We're a small team of homeowners in the San Francisco Bay Area who think buying a home should be simpler and more transparent.
Simply put, the interest rate (otherwise known as the Annual Percentage Rate, or APR) is the cost of borrowing money from lenders. A lower interest rate translates to a "cheaper" loan - this allows you to either receive a higher amount from lenders, or pay off your loan in a shorter time.
A Fixed Mortgage loan is offered at a fixed interest rate over 15 or 30 years. An ARM, or Adjustable Rate Mortgage, offers a fixed interest rate for a few years, then increases, or "adjusts," over time.
An ARM interest rate may appear to be more affordable than a Fixed interest rate, but can end up costing you more over time.
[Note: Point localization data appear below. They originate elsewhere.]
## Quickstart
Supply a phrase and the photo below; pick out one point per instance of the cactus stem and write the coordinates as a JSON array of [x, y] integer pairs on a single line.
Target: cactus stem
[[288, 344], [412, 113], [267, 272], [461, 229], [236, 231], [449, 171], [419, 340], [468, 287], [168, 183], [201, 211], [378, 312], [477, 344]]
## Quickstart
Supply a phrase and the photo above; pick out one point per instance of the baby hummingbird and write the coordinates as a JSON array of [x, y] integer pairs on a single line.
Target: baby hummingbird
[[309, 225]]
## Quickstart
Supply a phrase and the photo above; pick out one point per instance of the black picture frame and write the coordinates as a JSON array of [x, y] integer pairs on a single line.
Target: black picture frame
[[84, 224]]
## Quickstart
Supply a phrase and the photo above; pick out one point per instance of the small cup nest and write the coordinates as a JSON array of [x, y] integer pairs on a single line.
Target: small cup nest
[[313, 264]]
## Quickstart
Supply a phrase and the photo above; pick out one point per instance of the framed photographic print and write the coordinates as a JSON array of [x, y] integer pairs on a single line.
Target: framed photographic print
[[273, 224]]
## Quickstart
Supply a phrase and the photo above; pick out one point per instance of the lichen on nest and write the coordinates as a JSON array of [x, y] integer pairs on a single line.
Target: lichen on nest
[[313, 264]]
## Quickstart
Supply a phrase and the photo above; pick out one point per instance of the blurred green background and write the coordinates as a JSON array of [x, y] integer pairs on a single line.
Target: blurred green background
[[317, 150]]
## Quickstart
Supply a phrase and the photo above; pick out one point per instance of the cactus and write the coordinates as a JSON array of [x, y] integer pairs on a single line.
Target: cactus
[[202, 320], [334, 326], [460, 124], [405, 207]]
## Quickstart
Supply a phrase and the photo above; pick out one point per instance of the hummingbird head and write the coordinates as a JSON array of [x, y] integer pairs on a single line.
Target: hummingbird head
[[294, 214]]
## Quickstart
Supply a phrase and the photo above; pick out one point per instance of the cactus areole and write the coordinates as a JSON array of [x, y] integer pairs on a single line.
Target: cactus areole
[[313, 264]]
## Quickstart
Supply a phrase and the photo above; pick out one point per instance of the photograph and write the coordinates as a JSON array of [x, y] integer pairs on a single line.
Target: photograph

A down payment gives lenders confidence that you will pay back your loan in full. A typical down payment for a mortgage loan is between 20% and 25% of the home value.
Down payments less than 3.5% will not be covered by the FHA, and mainstream lenders will not provide a loan at reasonable interest rates.
A Jumbo mortgage is a loan that is offered on homes that cost more than the national average. Jumbo loans carry higher interest rates due to their larger size.
If your credit score is under 620, the majority of dependable lenders will see you as a high risk and not extend a loan. Consider repairing your credit before applying for a mortgage.